En septembre 2020, après le choc du confinement, Emmanuel Macron en le nommant lui offre un lot de consolation après sa démission forcée du gouvernement à la suite d’accusations d’emplois fictifs au sein de son parti, le Modem. Son fidèle allié centriste n’était resté Garde des Sceaux qu’à peine trente-cinq jours. Pour lui, le chef de l’État avait ressuscité un poste, réanimé par une administration de mission rebaptisée France stratégie, et réduite depuis 2006 à des fonctions d’analyse.

 Le nouveau Plan est donc « chargé d’animer et de coordonner les travaux de planification et de réflexion pour le compte de l’État ». Cela se traduit par la production de notes stratégiques, ou « note d’ouverture » dans la novlangue habituelle, qui portent sur tous les sujets : travail, commerce, agriculture, vieillissement de la population, retraite, climat, électricité, démographie et même… aquaculture. Un sacré mélange des genres.
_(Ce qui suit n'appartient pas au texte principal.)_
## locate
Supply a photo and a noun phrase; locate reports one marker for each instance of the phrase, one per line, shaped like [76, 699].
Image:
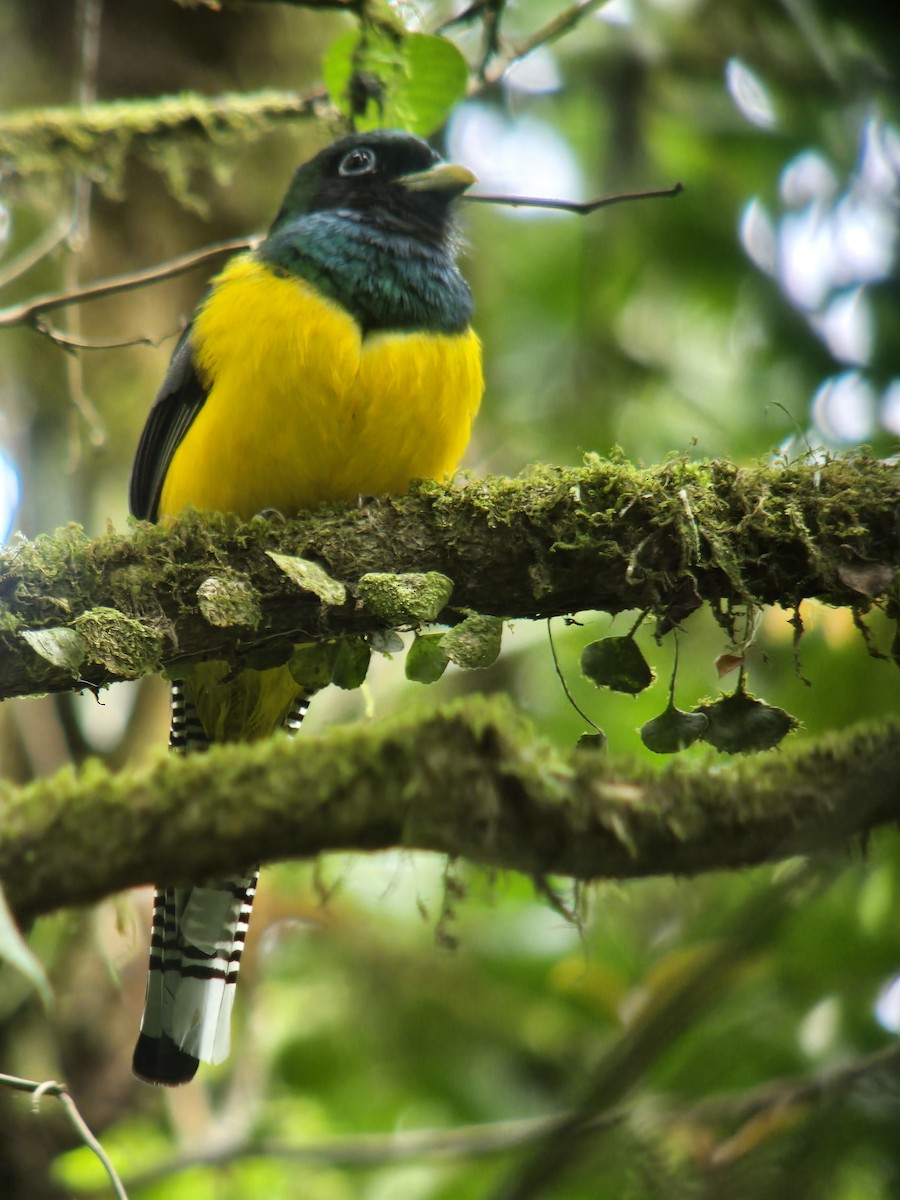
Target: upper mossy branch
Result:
[96, 139]
[471, 780]
[604, 537]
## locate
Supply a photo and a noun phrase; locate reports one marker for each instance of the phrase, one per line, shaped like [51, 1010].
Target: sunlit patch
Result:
[846, 327]
[807, 178]
[880, 159]
[750, 95]
[891, 408]
[834, 625]
[617, 12]
[887, 1006]
[535, 75]
[10, 495]
[805, 256]
[523, 156]
[845, 407]
[820, 1026]
[832, 240]
[757, 237]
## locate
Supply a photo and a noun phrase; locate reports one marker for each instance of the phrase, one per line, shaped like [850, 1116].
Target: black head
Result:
[391, 175]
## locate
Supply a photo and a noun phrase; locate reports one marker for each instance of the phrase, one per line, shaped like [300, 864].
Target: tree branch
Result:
[471, 780]
[605, 537]
[96, 139]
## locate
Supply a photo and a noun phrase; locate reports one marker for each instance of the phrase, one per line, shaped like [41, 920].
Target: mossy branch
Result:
[469, 780]
[605, 537]
[96, 139]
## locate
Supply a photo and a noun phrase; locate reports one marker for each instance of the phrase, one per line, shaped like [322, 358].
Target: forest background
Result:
[412, 1026]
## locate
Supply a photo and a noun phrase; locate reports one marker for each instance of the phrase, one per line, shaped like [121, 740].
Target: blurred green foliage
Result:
[757, 312]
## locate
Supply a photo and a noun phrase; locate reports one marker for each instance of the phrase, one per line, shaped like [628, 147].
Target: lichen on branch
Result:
[605, 537]
[472, 780]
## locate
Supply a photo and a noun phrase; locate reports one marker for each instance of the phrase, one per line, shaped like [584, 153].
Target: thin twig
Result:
[27, 313]
[51, 1087]
[563, 681]
[581, 207]
[557, 27]
[360, 1151]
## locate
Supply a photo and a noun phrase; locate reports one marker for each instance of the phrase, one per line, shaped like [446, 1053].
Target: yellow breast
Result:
[303, 409]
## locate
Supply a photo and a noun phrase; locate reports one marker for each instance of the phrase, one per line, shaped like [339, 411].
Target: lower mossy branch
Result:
[469, 780]
[605, 537]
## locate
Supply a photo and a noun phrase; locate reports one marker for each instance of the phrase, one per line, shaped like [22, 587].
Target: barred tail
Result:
[196, 948]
Et la pluridisciplinarité des sujets abordés rend la tâche compliquée. Lors des présentations des notes du Plan à la presse, François Bayrou a révélé des faiblesses. Au cours de la dernière en date, par exemple, consacrée à l’aquaculture, le haut-commissaire se trompe sur les faits, confond milliards et millions, cherche ses mots, tousse. Il donne l’impression de ne pas dominer le sujet et sa charge paraît lui peser. Déjà en 2020, la première production de son administration avait été littéralement flinguée par le Conseil économique, social et environnemental qui la qualifiait d’« incomplète » et conseillait à ses auteurs de revoir entièrement leur copie.
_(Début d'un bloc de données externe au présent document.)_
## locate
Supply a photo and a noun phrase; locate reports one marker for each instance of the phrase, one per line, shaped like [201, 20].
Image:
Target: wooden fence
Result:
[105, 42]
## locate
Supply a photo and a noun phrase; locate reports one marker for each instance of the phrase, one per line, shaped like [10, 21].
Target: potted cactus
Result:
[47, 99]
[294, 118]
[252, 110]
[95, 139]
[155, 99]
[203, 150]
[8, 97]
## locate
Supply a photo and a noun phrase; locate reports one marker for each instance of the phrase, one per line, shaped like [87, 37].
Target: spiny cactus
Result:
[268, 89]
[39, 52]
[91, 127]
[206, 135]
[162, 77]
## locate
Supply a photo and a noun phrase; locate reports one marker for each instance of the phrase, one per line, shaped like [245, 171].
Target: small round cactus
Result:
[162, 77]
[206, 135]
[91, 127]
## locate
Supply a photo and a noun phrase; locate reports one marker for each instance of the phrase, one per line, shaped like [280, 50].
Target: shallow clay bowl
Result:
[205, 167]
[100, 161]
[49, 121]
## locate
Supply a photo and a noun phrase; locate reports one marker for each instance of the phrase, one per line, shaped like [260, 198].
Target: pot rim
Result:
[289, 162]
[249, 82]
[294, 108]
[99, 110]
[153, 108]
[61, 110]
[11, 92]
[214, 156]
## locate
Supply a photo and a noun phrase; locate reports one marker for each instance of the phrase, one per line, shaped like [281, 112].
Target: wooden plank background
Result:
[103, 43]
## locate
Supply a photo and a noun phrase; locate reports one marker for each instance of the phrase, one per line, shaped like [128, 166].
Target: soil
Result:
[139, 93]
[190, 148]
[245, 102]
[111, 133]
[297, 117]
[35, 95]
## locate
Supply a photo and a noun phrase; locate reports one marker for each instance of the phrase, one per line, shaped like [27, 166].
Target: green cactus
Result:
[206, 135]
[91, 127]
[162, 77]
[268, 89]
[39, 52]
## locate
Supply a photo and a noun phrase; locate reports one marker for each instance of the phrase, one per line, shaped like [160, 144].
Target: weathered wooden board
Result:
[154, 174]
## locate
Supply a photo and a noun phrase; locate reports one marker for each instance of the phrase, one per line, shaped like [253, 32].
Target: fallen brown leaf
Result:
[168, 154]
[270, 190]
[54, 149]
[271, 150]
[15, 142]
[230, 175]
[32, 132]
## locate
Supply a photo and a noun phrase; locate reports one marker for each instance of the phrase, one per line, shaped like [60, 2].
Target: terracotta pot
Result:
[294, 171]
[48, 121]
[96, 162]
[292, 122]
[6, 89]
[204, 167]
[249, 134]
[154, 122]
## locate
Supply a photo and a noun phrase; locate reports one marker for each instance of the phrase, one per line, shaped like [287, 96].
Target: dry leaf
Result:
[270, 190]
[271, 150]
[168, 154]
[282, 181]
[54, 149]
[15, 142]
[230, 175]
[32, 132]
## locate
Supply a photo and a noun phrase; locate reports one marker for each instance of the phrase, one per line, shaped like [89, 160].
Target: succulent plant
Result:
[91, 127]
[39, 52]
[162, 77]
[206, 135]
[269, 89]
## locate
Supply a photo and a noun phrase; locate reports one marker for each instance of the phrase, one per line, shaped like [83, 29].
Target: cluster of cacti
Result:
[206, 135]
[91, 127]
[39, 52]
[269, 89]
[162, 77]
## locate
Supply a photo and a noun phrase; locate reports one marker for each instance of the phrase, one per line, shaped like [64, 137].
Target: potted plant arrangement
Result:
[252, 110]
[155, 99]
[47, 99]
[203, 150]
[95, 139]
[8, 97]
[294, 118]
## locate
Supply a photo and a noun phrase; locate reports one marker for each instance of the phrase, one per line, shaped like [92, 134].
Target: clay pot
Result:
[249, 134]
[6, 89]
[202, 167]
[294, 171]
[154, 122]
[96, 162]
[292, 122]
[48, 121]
En fait le Plan, « oriente l’action de l’exécutif », selon sa feuille de route, mais ne décide de rien. À l’aube de la présidentielle de 2022, à l’Élysée, les propos étaient déjà sévères sur l’utilité du haut-commissaire:« Ce poste tient à la relation entre Bayrou et Macron. Uniquement parce que le président se sent redevable. Il les lit, mais en tient-il compte ? Assurément pas ». Plus récemment, même son de cloche, mêmes doutes chez des députés de la majorité.

Pour François Bayrou, les avantages politiques de sa position sont multiples. Ils lui permettent de garder la main sur des troupes centristes qui pourraient être tentées de ne plus croire en lui. Ses députés redoutent aussi, sans l’avouer, la stratégie hyper verticale, autoritaire et centralisée d’un chef qui a toujours fini isolé. Un ancien de l’UDI note: « Bayrou décide de tout et règne sur le MoDem comme au Plan. Pour autant, ses stratégies sont des échecs ». Le haut-commissariat est aussi une aubaine pour un Bayrou qui s’imagine candidat aux élections présidentielles de 2027.

Une chimère. Même il reste convaincu que ce rôle lui garantit une aura dans le pays et pèsera face à Édouard Philippe. À la fin du mandat de l’actuel locataire de l’Élysée, il aura passé sept ans au Plan. Pour quoi faire ? Réfléchir à l’aquaculture de demain à l’heure de la guerre, d’une Europe où les extrêmes-droites s’installent et de la dégradation du climat.

Dans les années 90, Jacques Chirac et Alain Juppé désespéraient de Bayrou, alors ministre de l’Éducation nationale. « Sans élan, sans idées » disaient-ils. On ne se refait pas.